Ein Angstraum zwischen Safe Spaces: Im Görlitzer Park in Berlin versagt die Politik seit Jahren

Das Kreuzberger Areal ist wegen Gewalt und Drogenhandel in Verruf geraten. Senat und Bezirk spielen aber nur Behördenpingpong – und ändern nichts. Es ist zum Verzweifeln. Ein Kommentar von Julius Betschka

Ein Angstraum zwischen Safe Spaces: Im Görlitzer Park in Berlin versagt die Politik seit Jahren
Nachts vermeiden einige, sich durch den Görlitzer Park zu bewegen. Foto: Doris Spiekermann-Klaas/Tagesspiegel

„Im Moment nicht“ – das hat die Grünen-Bundesvorsitzende Ricarda Lang am Sonntag im ARD-Sommerinterview auf die Frage geantwortet, ob sie sich zurzeit nachts allein in den Görlitzer Park trauen würde. Im Moment nicht?
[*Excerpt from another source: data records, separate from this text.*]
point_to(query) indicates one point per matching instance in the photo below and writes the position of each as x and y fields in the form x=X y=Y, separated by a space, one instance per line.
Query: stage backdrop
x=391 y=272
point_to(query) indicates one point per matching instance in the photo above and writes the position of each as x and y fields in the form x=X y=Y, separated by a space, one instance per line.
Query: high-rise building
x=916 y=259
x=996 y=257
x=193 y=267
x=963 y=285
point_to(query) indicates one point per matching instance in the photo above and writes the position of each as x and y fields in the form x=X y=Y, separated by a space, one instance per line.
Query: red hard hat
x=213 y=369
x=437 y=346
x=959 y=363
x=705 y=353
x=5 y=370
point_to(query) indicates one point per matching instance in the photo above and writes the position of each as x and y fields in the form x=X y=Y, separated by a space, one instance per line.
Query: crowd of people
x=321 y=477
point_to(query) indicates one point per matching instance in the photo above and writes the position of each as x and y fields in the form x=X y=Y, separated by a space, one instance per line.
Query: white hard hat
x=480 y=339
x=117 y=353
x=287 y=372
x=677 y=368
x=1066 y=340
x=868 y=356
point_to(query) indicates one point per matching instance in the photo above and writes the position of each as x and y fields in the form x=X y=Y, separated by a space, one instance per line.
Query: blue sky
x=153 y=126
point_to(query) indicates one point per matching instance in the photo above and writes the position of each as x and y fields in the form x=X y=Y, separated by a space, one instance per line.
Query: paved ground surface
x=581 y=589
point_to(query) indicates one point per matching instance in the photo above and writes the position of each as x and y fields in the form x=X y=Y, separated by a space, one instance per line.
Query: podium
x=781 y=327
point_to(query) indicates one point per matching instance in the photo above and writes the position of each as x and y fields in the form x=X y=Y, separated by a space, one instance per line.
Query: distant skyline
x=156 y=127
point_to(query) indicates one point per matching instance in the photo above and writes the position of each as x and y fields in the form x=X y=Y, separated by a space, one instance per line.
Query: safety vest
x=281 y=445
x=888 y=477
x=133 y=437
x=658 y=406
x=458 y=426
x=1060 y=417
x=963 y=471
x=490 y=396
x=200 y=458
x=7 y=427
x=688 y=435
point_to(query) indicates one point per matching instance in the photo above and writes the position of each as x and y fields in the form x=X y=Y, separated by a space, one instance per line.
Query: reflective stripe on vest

Der Park ist seit Jahren wegen Gewalt und Drogenhandel in Verruf. Die Gruppenvergewaltigung einer jungen Frau – offenbar durch Dealer – hat ihn nun auf schlimmstmögliche Weise wieder bundesweit in die Schlagzeilen gebracht. Dabei trauen sich Frauen (und Männer) dort seit Jahren nachts nicht durch. Der Park ist ein Angstraum.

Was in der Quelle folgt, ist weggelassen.